Inflation is now running at 2.1 per cent – slightly above the Bank of England’s target rate for the first time in almost two years. Last summer rates dropped as low as 0.2 per cent.

This has led some pundits to speculate that the Bank may raise the base rate from the current record low of 0.1 per cent, in a bid to dampen spending, which would mean borrowers paying more for mortgages and loans.

But Ray Boulger, senior technical director at mortgage broker John Charcol, suspects the Bank will take a steadier view of the situation.
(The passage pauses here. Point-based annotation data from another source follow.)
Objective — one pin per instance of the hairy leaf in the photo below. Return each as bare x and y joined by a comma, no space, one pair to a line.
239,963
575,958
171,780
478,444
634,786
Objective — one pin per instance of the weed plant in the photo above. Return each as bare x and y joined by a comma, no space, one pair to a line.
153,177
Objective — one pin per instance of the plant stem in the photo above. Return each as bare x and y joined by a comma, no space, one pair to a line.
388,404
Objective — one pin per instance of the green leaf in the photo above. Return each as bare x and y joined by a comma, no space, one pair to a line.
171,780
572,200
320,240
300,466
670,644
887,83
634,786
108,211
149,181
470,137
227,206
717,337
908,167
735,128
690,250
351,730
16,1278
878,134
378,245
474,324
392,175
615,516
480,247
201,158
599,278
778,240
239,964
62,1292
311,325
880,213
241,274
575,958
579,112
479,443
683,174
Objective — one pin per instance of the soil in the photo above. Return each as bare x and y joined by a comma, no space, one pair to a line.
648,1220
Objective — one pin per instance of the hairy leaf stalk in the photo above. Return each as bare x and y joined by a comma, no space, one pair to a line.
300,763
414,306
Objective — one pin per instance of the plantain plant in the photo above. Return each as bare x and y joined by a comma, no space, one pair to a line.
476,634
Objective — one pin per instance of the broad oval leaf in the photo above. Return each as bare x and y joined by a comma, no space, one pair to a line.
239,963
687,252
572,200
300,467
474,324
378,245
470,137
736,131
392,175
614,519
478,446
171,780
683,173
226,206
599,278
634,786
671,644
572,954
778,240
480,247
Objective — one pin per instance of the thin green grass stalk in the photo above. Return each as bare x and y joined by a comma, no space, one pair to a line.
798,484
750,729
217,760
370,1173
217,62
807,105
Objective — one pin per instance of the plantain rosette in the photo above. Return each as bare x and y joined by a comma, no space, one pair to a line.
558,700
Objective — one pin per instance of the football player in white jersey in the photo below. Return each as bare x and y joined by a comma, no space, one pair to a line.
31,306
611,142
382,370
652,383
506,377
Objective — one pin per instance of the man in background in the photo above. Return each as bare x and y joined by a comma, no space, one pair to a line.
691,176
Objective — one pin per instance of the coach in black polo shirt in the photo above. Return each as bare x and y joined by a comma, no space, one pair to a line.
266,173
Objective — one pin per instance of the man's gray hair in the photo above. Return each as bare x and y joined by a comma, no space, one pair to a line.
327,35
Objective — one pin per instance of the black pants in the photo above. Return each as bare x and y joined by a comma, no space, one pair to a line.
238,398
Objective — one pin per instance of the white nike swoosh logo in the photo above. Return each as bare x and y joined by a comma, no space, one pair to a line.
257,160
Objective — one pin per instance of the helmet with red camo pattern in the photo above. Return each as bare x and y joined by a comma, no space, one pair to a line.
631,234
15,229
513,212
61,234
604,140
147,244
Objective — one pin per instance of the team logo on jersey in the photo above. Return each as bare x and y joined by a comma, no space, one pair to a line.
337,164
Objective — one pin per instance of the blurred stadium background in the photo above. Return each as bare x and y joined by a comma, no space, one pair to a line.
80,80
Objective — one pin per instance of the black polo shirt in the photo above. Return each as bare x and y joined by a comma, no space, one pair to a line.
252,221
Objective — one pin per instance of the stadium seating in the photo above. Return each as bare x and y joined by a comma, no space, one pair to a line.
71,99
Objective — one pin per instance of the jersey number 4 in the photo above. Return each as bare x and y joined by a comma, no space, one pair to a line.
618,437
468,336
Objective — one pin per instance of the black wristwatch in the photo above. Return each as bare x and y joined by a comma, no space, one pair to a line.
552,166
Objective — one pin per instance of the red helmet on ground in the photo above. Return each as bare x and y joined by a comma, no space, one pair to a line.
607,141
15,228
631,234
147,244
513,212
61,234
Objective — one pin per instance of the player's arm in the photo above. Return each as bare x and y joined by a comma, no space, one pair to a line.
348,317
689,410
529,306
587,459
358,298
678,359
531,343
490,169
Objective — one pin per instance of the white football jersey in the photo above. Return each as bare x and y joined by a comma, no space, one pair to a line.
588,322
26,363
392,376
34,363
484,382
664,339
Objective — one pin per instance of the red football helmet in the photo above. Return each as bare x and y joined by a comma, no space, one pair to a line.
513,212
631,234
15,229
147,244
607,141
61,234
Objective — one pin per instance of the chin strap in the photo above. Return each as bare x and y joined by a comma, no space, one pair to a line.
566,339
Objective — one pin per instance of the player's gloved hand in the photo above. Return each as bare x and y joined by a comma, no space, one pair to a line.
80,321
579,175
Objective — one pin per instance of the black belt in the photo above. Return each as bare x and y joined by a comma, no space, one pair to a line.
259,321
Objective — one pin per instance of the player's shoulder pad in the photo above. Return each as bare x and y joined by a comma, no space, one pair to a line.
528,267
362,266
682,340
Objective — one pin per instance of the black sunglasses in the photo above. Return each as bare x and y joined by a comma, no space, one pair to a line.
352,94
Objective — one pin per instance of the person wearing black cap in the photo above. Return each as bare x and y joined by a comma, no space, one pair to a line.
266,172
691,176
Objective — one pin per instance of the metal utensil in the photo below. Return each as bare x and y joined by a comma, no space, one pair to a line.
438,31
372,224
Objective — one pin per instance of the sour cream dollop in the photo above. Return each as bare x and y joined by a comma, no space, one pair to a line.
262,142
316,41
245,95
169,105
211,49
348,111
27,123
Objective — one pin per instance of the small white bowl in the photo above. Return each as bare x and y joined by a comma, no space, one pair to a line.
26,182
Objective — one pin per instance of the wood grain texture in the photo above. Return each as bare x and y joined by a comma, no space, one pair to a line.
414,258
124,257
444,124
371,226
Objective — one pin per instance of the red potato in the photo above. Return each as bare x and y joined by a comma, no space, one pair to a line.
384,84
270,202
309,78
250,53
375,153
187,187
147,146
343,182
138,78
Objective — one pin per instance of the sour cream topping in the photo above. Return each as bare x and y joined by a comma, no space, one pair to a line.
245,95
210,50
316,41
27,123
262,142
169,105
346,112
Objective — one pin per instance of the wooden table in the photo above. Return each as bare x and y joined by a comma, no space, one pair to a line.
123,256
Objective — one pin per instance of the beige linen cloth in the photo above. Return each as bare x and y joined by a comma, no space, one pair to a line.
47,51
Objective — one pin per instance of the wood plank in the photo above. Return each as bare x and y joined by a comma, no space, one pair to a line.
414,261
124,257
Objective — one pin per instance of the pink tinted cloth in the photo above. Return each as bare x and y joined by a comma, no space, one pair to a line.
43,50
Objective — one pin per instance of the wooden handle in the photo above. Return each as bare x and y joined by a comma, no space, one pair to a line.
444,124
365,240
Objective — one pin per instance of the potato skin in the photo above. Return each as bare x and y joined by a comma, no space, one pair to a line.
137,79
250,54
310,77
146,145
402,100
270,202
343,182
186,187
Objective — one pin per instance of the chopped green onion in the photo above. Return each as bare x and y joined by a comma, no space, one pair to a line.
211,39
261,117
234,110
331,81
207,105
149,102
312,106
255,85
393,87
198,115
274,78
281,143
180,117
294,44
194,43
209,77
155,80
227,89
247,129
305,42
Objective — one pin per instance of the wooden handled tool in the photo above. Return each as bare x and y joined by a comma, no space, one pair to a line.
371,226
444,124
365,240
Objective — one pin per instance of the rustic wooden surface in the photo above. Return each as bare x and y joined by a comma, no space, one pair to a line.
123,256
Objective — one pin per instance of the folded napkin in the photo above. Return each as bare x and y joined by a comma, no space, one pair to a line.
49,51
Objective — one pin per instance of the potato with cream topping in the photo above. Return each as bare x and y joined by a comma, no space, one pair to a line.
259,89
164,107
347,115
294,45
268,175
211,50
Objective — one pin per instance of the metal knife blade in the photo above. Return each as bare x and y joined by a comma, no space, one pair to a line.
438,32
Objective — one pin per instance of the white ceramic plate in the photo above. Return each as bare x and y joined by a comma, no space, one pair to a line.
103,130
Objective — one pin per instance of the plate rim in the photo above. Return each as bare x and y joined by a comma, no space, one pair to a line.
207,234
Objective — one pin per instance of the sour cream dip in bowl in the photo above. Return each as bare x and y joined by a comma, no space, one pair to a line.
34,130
“The Bank of England has indicated it is prepared to look through short term increases in inflation,” he said. “There is so much uncertainty still in the economy, particularly as the furlough scheme comes to an end, that I think it will be reluctant to increase rates by very much or very quickly.”

He thinks an interest rate rise is unlikely this year, although by summer 2022 mortgage rates may well be “a little” higher than they are today.

How cheap are mortgages now?

The Bank of England’s latest credit report, published in April, found that average mortgage interest rates currently stand at just over two per cent, compared to almost six per cent in 2008.

Current rates are so low that one recent study by Savills found that mortgage borrowers are paying out less in interest than at any time in the past two decades – and that is despite increases in house prices in that period.

Should I panic about interest rate rises?

And while increases in interest rates are clearly not good news for borrowers, neither are they a cause for immediate panic.

If, for example, you had borrowed £430,000 over 25 years at an interest rate of 2.5 per cent your monthly mortgage would cost £1,929.

If rates went up a quarter of a per cent that would increase to £1,983, or just over £50.

Boulger even thinks lower rates could be on the cards for borrowers with small deposits, and more and more lenders start offering products for those with just five per cent to put down. “I would not be surprised to see falls at lower LTV (loan to value) because there is a bit more competition out there,” he said.